Otogarın önünde Nermin’i öptüm ve
O aracıyla devam etti Söğüt’e.
Eskişehir Otogarı’na girdim.
Sağ kolda otobüs firmaları, sol
kolda bir süs havuzu ve devasa bekleme salonu.
Firmaların olduğu renkli, ışıklı
koridora girdim. Sırtımda çantam, bakışlarım Efetur gibi kentime ait otobüs
firmalarının isimlerini arıyor.
Ama yok.
“Ankara Ankara Ankara” diye
bağırıyor solda bir adam.
“İzmir İzmir İzmir” diyor öbürü.
İleride ki ise “Bursa Bursa Bursa”
diyor
Hepsi kendilerine ait ili 3 kez
tekrar ediyor ama kimse “Kocaeli” demiyor. Hatta hiçbir tabelada yazmıyor. Büyükşehir
otogarında, sırtında bebesi ile kalakalmış Türkan Şoray gibiydim. Kocamı kan
davasında kaybetmiş; oğlumu bu kötü kaderden kurtarmak için köydeki bağı
bahçeyi muhtara bırakıp buraya gelmiştim.
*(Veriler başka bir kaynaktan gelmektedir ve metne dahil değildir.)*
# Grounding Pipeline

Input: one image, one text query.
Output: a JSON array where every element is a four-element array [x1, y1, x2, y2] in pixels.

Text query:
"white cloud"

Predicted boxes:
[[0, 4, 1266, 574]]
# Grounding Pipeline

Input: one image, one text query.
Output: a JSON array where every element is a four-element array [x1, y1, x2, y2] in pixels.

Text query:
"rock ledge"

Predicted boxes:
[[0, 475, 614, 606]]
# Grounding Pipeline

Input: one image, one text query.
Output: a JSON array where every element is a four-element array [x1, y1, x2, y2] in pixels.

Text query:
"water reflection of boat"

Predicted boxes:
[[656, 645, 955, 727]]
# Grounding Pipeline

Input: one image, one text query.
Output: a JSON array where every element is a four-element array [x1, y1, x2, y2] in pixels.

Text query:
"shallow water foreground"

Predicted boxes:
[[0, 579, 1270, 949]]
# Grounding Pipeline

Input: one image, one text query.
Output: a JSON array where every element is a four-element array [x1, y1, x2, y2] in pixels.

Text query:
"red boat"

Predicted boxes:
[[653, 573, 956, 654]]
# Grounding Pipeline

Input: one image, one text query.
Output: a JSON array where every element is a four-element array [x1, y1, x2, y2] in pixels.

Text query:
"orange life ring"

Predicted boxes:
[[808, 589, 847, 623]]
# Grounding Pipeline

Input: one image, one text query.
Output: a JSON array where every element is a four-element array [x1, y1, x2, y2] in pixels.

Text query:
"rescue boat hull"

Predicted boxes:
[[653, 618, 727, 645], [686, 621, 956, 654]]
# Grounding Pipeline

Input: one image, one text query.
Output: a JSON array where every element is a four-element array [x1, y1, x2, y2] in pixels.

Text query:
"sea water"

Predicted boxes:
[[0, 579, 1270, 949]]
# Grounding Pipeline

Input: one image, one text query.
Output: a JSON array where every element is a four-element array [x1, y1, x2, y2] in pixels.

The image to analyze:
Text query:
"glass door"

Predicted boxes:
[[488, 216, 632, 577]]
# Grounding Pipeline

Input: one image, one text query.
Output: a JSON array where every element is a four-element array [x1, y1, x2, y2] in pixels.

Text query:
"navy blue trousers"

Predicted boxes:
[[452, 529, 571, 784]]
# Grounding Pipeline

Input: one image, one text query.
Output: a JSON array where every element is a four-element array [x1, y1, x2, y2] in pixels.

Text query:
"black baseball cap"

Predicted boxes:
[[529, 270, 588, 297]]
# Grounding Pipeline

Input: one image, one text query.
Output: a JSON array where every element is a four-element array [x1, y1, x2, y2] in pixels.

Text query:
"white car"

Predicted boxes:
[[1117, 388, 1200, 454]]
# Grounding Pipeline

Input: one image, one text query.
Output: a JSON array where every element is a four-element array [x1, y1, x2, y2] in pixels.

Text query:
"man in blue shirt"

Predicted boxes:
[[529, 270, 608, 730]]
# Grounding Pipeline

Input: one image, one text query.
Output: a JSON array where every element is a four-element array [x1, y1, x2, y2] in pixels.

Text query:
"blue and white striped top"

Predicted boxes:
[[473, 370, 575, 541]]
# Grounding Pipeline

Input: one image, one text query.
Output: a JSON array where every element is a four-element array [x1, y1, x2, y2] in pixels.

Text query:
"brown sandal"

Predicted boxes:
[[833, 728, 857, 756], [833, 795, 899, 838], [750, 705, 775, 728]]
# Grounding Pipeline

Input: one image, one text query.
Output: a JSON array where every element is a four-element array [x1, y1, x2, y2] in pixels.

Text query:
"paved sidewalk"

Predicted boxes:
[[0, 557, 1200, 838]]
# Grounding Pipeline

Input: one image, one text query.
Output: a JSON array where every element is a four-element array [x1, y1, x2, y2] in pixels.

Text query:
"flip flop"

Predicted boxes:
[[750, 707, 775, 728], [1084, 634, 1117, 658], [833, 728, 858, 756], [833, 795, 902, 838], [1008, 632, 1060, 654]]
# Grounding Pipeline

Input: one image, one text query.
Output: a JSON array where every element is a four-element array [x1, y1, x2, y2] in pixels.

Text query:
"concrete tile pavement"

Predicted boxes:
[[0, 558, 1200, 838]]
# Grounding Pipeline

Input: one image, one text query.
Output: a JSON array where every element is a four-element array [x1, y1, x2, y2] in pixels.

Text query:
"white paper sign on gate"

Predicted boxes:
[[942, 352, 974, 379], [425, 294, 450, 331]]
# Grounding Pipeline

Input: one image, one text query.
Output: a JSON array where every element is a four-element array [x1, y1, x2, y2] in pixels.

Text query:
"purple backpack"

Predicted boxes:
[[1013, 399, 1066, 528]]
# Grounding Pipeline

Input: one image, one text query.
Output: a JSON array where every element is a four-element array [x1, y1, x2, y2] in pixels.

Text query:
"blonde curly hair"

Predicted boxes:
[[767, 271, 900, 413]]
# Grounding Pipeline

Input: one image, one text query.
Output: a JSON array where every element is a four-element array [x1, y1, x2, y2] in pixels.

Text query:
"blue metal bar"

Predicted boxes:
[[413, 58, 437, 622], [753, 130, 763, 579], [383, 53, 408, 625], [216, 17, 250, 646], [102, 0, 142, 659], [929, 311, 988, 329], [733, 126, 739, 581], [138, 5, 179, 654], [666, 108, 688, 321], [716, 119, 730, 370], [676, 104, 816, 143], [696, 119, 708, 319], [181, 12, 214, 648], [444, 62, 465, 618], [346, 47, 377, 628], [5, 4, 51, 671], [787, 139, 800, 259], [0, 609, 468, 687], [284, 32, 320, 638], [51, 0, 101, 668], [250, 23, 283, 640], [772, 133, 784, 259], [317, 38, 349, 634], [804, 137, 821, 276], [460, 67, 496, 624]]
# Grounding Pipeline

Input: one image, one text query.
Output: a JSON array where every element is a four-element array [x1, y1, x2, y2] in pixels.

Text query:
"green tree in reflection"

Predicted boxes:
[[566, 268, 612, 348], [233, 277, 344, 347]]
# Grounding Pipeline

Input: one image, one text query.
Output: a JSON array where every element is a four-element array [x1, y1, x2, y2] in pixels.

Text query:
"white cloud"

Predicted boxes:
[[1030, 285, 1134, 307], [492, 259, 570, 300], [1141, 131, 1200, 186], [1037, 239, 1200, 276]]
Sırtımdaki çanta ağırlaştı,
ışıklar yoğunlaştı, bu makus kader iyiden iyiye omuzlarıma çöktü. Duvarın dibine
çöküp “oy benim dertli başım, ben nere gidem” diye feryat edip, sessiz sessiz
ağlayacakken önümde iki yol belirdi ya gazinocular kralıyla tanışacaktım ve
assolist olacaktım yada acentelerden birine yanaşıp Kocaeli otobüsü soracaktım.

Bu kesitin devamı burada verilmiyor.